Considering the volume problem of big data, Stonebraker noted growing interest in the Spark engine for large-scale data processing, perhaps a challenger to Hadoop, but pointed out that, so far, Spark technology is flawed and provides poor performance. A better solution is tighter integration of big data with data management. He viewed big data velocity as a complex event processing issue and said there are commercial solutions in the market that process fast enough to ensure firms never lose a message.
Stonebraker described the issues of volume and velocity as 50lb gorillas, with data variety being the 800lb gorilla in the corner of the room. Data integration at scale is a big issue that can’t be solved using ETL tools and can only begin to be resolved using technologies such as machine learning and domain experts rather than programming experts. Stonebraker concluded with advice to focus on the 800lb gorilla and not on the 50lb gorillas that are a lesser challenge.

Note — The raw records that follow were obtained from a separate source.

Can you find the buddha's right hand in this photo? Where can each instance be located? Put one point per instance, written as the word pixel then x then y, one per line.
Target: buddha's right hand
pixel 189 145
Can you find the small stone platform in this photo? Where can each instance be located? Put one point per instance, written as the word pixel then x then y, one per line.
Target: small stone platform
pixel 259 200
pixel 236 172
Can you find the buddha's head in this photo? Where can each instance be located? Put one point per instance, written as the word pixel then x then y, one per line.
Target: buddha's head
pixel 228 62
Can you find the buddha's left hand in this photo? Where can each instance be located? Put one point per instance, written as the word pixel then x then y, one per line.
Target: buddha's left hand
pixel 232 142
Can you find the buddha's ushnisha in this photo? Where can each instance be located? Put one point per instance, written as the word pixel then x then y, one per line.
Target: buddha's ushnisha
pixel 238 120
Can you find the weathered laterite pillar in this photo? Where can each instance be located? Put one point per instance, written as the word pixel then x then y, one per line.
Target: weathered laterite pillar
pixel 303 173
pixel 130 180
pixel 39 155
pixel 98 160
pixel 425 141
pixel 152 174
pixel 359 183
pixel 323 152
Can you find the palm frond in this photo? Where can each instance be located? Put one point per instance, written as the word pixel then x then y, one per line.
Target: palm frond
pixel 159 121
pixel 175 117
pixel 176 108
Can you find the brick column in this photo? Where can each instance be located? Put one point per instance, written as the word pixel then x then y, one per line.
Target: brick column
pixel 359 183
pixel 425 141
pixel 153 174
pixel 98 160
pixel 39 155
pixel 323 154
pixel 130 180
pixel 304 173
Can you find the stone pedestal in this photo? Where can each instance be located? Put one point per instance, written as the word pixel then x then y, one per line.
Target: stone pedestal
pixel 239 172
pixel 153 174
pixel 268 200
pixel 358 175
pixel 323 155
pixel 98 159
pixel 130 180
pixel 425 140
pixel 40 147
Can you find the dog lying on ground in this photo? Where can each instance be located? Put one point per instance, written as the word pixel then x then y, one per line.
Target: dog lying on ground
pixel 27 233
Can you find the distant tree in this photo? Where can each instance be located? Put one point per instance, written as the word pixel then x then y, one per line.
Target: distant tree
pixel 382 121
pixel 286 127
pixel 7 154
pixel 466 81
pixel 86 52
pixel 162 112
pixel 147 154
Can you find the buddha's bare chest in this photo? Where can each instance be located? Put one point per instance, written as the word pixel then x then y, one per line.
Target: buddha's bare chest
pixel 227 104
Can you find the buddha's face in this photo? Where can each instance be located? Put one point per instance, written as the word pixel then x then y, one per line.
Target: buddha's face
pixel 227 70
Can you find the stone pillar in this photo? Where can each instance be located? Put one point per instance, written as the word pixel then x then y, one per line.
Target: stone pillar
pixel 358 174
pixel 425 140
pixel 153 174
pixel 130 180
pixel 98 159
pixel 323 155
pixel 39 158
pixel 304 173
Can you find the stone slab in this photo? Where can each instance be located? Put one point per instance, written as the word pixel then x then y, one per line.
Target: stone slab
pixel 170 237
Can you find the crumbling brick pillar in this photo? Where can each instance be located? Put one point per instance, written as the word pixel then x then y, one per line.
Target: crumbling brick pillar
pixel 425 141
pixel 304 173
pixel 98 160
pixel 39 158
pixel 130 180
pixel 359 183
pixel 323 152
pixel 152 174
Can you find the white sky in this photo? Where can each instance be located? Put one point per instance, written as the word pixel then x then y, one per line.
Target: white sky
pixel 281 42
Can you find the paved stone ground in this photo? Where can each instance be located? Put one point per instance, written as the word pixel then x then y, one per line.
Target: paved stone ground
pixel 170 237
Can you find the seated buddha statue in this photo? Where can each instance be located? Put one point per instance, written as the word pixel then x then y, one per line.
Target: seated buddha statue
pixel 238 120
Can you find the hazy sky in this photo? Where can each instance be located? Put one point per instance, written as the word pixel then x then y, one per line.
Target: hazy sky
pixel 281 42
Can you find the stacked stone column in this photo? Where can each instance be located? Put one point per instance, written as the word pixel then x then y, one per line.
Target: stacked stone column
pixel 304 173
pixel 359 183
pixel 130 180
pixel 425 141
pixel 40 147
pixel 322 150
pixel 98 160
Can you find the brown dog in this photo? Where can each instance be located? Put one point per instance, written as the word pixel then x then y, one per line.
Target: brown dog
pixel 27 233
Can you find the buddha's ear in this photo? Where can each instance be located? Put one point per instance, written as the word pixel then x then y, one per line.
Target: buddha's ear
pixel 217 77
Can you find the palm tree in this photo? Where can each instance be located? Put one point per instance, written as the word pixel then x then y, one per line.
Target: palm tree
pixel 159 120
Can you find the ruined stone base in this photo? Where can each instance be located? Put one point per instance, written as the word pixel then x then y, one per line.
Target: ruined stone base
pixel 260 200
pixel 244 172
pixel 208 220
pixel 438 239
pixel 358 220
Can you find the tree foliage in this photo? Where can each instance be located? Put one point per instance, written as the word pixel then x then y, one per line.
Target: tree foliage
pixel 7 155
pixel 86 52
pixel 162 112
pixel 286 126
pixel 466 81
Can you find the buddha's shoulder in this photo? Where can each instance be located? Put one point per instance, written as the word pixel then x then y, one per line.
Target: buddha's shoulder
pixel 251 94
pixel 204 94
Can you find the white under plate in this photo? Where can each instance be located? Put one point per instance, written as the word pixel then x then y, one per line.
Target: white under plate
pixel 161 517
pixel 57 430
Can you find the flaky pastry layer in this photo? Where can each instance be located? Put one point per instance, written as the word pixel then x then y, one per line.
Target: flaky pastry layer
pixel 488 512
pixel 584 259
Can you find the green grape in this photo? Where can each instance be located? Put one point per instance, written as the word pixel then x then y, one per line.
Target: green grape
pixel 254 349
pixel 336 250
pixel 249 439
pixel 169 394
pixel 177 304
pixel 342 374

Navigating the regulatory landscape
The first panel discussion of the summit was dedicated to the regulatory landscape and data management responses for 2017. The session was moderated by Andrew Delaney, chief content officer at A-Team, and joined by Robin Doyle, managing director of the office of regulatory affairs at JPMorgan Chase; Peggy Tsai, data innovation lead at AIG; David Blaszkowsky, former senior vice president and head of data governance at State Street; and Roger Fahy, vice president and chief operating officer at CUSIP Global Services.
The panel discussed the rising tide of regulation and named incoming regulations Markets in Financial Instruments Directive II (MiFID II) and General Data Protection Regulation (GDPR) as key concerns for 2017, along with existing regulations including the Basel Committee’s BCBS 239 and Solvency II in the insurance industry. Regulatory requirements including the Legal Entity Identifier (LEI) and the extension of ISINs to cover derivatives under MiFID II were also in the frame.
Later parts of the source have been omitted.